Il vicepresidente della Camera, Luigi Di Maio
Il vicepresidente della Camera, Luigi Di Maio

Lo straordinario discorso di Luigi Di Maio per giustificare il ritardo nella scelta dei nomi degli assessori pentastellati a Roma, può apparire “vecchio politichese”, invece no, è proprio un politichese tutto nuovo, a 5 stelle.

Nella capitale ci vuole più tempo per scegliere gli assessori. Sono quasi 3 milioni gli abitanti, a Torino, che sono poco più di ottocentomila basta qualche giorno.

Quindi, secondo la tesi del vice presidente della Camera, le difficoltà nel formare una giunta sono direttamente proporzionali al numero di abitanti. Se per fare la giunta in una città di 3 milioni di persone ci vuole un mese, per comunicare quella di una “città” di 60 milioni occorre un anno.

Non ci crede neppure lui.

Questa tesi è lacunosa, poco credibile al punto da smontare la presunta straordinarietà dello statista.
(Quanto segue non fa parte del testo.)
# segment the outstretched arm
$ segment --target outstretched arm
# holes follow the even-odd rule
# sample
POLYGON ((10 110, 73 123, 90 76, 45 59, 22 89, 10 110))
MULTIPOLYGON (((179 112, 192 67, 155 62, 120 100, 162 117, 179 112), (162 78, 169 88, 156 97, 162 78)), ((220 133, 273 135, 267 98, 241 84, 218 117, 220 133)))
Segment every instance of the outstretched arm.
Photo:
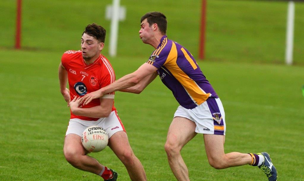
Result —
POLYGON ((122 92, 126 92, 134 94, 140 94, 146 87, 155 79, 158 75, 156 72, 154 72, 151 74, 145 77, 143 79, 138 83, 135 85, 127 88, 120 90, 122 92))
POLYGON ((60 92, 67 103, 67 107, 69 107, 70 106, 69 103, 71 100, 70 97, 70 90, 66 88, 67 82, 67 72, 61 62, 58 68, 58 76, 60 85, 60 92))
POLYGON ((100 98, 100 105, 89 108, 82 108, 80 103, 82 98, 75 97, 70 103, 71 111, 74 114, 91 118, 108 117, 112 111, 114 99, 100 98))
POLYGON ((88 104, 91 101, 102 97, 110 92, 123 90, 133 86, 149 75, 152 74, 157 69, 153 66, 145 63, 136 71, 125 75, 111 84, 96 91, 85 95, 82 102, 88 104))

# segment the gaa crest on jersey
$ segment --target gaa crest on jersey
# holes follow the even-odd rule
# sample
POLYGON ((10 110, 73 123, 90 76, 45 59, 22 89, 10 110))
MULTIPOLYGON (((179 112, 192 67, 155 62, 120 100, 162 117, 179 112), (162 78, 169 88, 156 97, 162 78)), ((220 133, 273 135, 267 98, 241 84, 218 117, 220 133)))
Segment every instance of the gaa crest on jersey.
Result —
POLYGON ((221 121, 222 121, 222 119, 223 119, 223 116, 221 116, 220 113, 215 112, 212 114, 212 115, 213 116, 212 117, 213 119, 217 122, 219 125, 220 124, 221 121), (221 117, 220 117, 220 116, 221 117))
POLYGON ((91 78, 90 78, 90 83, 91 84, 92 86, 96 85, 98 81, 98 79, 94 76, 91 76, 91 78))
POLYGON ((154 60, 155 60, 155 58, 159 58, 159 57, 157 56, 157 55, 152 55, 150 56, 150 58, 149 58, 149 60, 153 62, 155 62, 154 60))
POLYGON ((87 87, 81 82, 78 82, 75 84, 74 88, 79 95, 84 95, 87 93, 87 87))

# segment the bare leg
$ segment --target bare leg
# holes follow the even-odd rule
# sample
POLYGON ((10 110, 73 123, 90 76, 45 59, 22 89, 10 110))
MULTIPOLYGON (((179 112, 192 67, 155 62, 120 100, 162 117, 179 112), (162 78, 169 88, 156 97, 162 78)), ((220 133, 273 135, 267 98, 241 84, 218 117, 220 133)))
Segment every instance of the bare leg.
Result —
POLYGON ((63 147, 64 157, 74 167, 98 175, 102 165, 95 158, 86 155, 88 152, 83 147, 81 137, 74 134, 65 137, 63 147))
POLYGON ((225 154, 225 137, 221 135, 204 134, 205 148, 210 165, 216 169, 222 169, 250 164, 252 158, 248 154, 238 152, 225 154))
POLYGON ((108 145, 125 165, 131 180, 147 180, 143 167, 134 155, 125 132, 115 133, 109 140, 108 145))
POLYGON ((195 123, 185 118, 174 118, 168 131, 165 150, 172 172, 178 181, 189 180, 188 169, 180 151, 186 144, 197 134, 195 123), (182 133, 182 134, 181 134, 182 133))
Nel tentativo di nascondere l’evidente, c’è un altra tesi. Circola la voce che, anche Marino impiegò ventuno giorni per scegliere gli assessori. Marino Ignazio… il peggior Sindaco della capitale.

Da una politica nuova ci si poteva aspettare un bagno di umiltà riconoscendo che, da un lato l’inesperienza e dall’altro la gestione del potere giocano brutti scherzi.

Invece, la politica, anche quella nuova del cambiamento, si basa sul “faccio tutto mi” e si gioca sulla distribuzione delle poltrone, uguale a quella di prima. Nascondersi dietro il dito è pratica antica.

E’ vero, la prova importante è quella dei problemi veri della gente, ancora siamo solo all’inizio, ma questo mattino non ha portato un buon giorno.